Amadís aspiró el aroma dulzón de los frutales. La primavera había cuajado sus ramas de yemas y flores. Cabalgó hasta detenerse delante de su antiguo huerto. Encontró los árboles floridos, pero tristemente ahogados por la maleza. La misma hierba que asfixiaba sus troncos ocultaba además otros cultivos viejos y también malogrados. Muchas veces se había propuesto roturar de nuevo la tierra, y volver a plantar ajos, cebollas y puerros, como había hecho antes, ayudado por su vástago muerto. Pero nunca había logrado reunir el coraje suficiente para vencer la nostalgia. Tal vez algún día.

Los primeros hachones, observó, prendían ya en las torres. Las puertas de la ciudad cerrarían muy pronto. Después nadie podría entrar o salir de Jerusalén sin una excusa muy justificada. Pero la vida continuaría intramuros, al menos para algunos noctámbulos.

El hospital de leprosos, en cambio, siempre permanecía abierto. Porque su cometido era atender, a cualquier hora del día y en cualquier momento de su desgracia, a todos los aquejados por el mal de San Lázaro. Ya fueran peregrinos o residentes, pobres o ricos, hombres o mujeres. Como ya suponía, Bartolomé continuaba en su puesto a las puertas del recinto. El viejo cruzado se sobresaltó al reconocer a su amigo.

—¡Por todos los santos, Amadís! —exclamó—. ¡No te esperábamos tan pronto!

—¿Te refieres a los ocho meses de cárcel o a los seis días de viaje desde el presidio? —bromeó el recién llegado mientras se apeaba de su cabalgadura.

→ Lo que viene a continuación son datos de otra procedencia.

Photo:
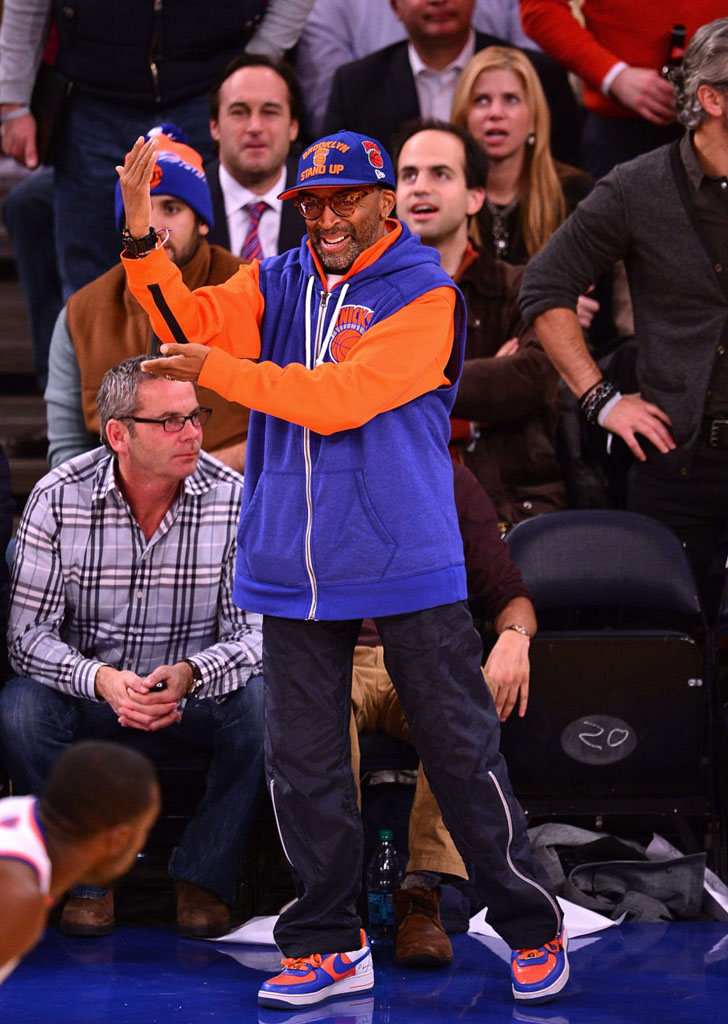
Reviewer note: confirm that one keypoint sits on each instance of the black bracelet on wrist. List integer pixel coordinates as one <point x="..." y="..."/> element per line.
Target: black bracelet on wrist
<point x="139" y="247"/>
<point x="594" y="399"/>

Ambos caballeros se fundieron en un abrazo emotivo pero incompleto, pues al bravo Bartolomé le faltaba la extremidad izquierda. Se la había dejado en una de las muchas escaramuzas libradas en territorio infiel. Su fuerza, sin embargo, seguía siendo admirable a pesar de las limitaciones. Además, ocultaba bastante bien el percance pues acostumbraba a colgarse el escudo del cuello mientras montaba guardia.

—¡Se me había olvidado! ¡Igual prefieres que te llamemos «conde» a partir de ahora! —exclamó el caballero manco en tono de rechifla.

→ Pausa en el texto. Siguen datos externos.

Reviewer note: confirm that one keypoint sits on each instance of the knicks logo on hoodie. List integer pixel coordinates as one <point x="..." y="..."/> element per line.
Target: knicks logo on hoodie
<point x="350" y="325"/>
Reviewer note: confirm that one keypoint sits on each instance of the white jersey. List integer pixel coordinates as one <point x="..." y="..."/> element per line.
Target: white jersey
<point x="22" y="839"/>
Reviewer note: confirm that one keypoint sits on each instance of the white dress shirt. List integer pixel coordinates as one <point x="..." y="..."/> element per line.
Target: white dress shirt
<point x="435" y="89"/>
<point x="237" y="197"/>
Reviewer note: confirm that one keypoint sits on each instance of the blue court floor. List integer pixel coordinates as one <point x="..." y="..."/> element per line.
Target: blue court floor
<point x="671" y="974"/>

Amadís le asestó un cariñoso puñetazo en el hombro.

—¡Hazlo y perderás el otro brazo! ¿Cómo están los enfermos? —preguntó.

Bartolomé torció el gesto.

—Dominique y René han muerto. Los demás aguantan.

—¿Hemos tenido ingresos?

—Sí, algunos. La enfermedad no descansa, ya sabes…

—Cierto.

—Si quieres comer algo antes de acostarte, Alberico anda todavía por ahí repartiendo cenas y bendiciones.

—No tengo hambre. —Amadís desestimó la idea de probar bocado y se encaminó directamente a los establos.